Are you fluent in reading Japanese or do you have somebody with you who can? Otherwise it can be quite painful trying to differentiate one sake bottle from another.
Some great sake breweries are:
Of course you might have better chance of finding Japanese wines, since most of these sake breweries I listed here are very small-scale.
I am very happy with Otokoyama and Kubota. There is a craze about Juyondai these days but I yet to try one.
Have you read this article? https://blog.wblakegray.com/2019/07/the-real-story-of-juyondai-mysterious.html
Apparently the Juyondai hype train is mostly based on nothing. It is not an artisanal sake brewery but an enormous facility that is churning out sweet bulk sake released in very limited bottlings.
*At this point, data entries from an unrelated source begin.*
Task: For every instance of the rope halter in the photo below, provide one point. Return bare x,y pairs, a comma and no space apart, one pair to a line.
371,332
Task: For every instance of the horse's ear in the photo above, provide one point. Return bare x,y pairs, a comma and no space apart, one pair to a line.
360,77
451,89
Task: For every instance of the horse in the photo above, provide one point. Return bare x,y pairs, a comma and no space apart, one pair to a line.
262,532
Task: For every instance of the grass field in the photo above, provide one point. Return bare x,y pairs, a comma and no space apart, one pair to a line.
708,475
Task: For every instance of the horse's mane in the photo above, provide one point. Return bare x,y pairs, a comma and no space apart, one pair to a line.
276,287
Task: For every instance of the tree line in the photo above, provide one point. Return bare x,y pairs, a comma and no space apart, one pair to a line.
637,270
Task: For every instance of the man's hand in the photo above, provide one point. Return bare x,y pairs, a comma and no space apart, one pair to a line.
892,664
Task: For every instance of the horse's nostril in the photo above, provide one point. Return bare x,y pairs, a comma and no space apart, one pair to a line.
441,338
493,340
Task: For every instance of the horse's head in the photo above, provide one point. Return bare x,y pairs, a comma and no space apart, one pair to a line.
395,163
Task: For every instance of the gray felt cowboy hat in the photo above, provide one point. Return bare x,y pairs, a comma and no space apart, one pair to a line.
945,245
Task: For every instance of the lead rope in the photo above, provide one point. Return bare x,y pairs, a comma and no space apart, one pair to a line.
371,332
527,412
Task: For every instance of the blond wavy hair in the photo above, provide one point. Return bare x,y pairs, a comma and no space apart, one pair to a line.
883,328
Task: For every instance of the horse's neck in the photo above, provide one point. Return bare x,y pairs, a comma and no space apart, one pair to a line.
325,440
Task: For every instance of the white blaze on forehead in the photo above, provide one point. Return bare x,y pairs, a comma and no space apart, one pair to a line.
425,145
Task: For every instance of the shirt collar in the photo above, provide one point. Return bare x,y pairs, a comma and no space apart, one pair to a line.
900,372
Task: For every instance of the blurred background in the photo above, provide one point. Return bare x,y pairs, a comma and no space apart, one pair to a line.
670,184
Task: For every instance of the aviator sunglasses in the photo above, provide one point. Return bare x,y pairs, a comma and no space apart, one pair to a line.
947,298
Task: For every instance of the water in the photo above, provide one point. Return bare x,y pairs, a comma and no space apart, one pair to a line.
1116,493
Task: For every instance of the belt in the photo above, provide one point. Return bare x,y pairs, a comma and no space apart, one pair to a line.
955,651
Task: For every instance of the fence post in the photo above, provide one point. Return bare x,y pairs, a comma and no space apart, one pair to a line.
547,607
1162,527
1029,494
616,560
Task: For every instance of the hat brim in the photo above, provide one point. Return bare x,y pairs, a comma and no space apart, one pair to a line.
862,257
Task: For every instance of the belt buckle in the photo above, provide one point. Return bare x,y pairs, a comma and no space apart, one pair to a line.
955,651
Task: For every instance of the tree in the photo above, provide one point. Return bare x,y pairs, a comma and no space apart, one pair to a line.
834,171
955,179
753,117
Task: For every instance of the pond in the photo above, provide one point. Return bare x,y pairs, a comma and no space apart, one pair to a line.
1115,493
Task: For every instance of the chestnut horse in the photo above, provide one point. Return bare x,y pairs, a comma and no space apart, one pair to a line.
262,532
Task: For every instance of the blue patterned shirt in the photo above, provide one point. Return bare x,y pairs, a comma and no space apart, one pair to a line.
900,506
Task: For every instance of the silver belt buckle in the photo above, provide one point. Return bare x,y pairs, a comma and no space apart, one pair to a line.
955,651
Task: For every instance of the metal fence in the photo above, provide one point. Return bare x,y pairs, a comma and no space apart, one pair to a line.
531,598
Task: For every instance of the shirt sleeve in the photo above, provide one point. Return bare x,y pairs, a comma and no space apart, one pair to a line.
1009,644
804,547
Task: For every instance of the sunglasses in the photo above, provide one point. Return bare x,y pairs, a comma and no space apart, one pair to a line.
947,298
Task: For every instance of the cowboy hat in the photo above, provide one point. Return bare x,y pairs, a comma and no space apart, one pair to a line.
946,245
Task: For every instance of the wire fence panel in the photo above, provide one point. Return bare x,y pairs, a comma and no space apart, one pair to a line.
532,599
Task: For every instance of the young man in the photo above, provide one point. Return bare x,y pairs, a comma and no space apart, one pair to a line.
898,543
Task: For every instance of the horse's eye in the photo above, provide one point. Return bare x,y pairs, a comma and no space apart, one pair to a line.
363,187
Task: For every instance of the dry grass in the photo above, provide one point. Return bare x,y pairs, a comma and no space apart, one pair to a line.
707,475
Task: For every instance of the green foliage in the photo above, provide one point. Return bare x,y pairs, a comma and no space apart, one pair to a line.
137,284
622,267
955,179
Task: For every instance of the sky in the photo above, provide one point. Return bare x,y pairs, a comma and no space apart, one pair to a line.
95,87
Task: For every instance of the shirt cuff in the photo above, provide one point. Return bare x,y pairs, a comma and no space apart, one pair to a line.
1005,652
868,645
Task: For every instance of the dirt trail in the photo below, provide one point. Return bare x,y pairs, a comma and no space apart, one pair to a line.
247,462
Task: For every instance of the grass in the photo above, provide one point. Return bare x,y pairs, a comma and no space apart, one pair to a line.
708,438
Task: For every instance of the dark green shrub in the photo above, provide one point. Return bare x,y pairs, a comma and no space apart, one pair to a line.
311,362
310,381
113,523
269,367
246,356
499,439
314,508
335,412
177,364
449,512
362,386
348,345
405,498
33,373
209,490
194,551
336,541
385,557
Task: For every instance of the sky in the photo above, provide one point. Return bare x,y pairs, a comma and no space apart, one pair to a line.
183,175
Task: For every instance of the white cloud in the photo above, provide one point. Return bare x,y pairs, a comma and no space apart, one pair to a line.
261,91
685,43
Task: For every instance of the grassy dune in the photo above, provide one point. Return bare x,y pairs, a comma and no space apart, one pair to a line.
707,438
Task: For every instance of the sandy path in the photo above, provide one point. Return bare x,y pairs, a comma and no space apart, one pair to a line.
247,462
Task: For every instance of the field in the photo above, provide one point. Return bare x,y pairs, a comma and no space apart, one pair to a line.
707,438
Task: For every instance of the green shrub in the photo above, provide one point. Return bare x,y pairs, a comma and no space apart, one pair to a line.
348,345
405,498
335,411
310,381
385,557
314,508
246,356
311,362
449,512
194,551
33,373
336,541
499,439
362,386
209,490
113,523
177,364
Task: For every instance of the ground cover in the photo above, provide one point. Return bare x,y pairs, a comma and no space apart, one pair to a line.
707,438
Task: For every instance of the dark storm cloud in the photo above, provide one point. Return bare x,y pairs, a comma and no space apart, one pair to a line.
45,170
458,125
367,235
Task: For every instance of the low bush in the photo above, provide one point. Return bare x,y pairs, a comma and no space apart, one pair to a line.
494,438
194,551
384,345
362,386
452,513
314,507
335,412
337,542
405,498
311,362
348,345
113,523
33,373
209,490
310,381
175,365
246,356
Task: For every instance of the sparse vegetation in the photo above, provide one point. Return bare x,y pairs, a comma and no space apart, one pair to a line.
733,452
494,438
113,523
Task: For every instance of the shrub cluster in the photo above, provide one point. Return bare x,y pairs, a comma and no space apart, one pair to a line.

Haven’t tasted it myself, but I trust Gray about all things related to sake.
I have someone who is fluent with me.
That certainly helps a lot when trying to decipher all the sake labels.
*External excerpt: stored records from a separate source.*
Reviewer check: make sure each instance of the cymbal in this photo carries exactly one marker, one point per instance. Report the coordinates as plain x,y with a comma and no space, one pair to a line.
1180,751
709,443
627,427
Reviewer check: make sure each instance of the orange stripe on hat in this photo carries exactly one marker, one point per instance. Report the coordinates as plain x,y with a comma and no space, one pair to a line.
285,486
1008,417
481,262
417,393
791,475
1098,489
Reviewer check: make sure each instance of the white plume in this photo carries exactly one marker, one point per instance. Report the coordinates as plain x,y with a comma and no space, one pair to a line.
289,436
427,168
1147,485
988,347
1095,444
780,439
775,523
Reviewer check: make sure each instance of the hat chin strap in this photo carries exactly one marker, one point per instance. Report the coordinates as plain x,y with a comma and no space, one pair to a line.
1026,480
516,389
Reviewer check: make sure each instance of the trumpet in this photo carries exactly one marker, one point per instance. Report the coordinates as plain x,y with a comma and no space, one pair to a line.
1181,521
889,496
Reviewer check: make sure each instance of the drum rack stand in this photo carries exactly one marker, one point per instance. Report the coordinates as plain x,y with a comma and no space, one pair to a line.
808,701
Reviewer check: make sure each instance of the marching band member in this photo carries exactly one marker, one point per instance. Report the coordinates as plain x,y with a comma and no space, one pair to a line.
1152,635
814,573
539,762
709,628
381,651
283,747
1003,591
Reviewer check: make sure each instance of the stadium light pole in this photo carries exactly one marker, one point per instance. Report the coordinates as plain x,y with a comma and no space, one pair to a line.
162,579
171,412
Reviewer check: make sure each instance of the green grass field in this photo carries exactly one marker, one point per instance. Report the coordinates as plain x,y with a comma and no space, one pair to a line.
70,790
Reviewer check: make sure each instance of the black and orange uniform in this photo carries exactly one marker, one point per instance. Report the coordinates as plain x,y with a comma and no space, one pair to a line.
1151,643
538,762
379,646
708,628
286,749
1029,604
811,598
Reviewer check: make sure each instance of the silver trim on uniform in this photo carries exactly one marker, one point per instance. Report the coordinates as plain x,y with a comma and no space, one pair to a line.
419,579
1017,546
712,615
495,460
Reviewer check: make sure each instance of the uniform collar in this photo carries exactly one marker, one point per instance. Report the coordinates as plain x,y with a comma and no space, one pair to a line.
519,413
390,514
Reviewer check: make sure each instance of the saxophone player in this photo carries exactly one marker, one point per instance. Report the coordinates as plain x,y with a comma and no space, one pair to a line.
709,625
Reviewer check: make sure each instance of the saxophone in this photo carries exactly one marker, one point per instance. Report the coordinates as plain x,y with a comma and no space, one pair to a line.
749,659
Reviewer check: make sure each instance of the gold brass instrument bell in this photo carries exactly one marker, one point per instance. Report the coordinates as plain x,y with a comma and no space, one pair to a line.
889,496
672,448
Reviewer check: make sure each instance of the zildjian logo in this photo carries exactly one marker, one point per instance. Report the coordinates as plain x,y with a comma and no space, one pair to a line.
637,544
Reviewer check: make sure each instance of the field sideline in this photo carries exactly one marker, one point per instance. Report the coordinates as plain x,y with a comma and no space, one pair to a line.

Do you know at all the style of sake you like? More or less polish? Funky versus clean? Sweeter versus dry? Sake is extremely varied and complex. Asking for brewery recommendations in a vacuum is a little like asking for wine producer suggestions without knowing whether you like red versus white, for example. It’s totally fine to have a list of names to refer to, but I highly recommend you go into a store and tell them the style you like, then ask what they have that fits the bill and they recommend. If you’re really just starting to experiment, though, this is as legit a way as any, I suppose.
One other note: unless you are looking for the largest breweries, it can be difficult to go into a store looking for a particular producer. This is the same problem as when friends here ask me to recommend a wine - the chances that the three stores they go to will have that wine are low, since I’m not going to be recommending anything mass produced. Of course, if it’s a brewery local to where you are that you are asking about, it will be easy. My favorite, Kikuhime, is relatively hard to find outside of Ishikawa, but if you are in Ishikawa, it’s everywhere. Some of the biggest and most popular will be everywhere, of course, but often if you go into a store looking for a particular brewery, you’ll come up empty handed.
I like them all. I am not starting out with sake now but it has been a very long time since I drank sake so I have no idea whats out there anymore. I dont like things like plum wines though.
Okay, if you have zero preferences, I guess starting with breweries is as good as anything. Add Kikuhime to the list. They specialize in yamahai, though not all their bottlings are yamahai.
Whenever my husband or I pass through Japan we pick up Kubota Manju to bring back; it’s usually available for 3,500 yen, which is invariably 2-3x cheaper than the US price. Thank goodness it’s easy to find. It was my epiphany sake and I remain quite infatuated
Dassai is good but it has never moved me. Juyondai is big but boring and lacking in nuance
Kubota Manju is one I actually know of and get. Thx though!
You could try Nabeshima and Aramasa, those are two highly sought after sake by locals in Japan.
That’s a good sake, very consistent, my 2nd favorite.
I hope this doesn’t sound like a smartass comment, because it isn’t intended as such, but is there any meaningful Sake made outside of Japan? I’ve only ever seen Japanese ones.
Depends on what you mean by “meaningful.” There are breweries outside Japan, including at least one of some note in Brooklyn, and there is growing interest in making it. It’s odd to me, too, as the word I use often (not always) to order that beverage in Japan is “nihonshu” which, obviously, includes the part about Japan.
Right, sake being the generic Japanese word for alcohol
I’ve had one from Momokawa in Oregon and it was decent
Huchu Homare makes my absolute favorite, Watari Bune 55 & Liquid Gold - the Junmai Daiginjo is delicious too.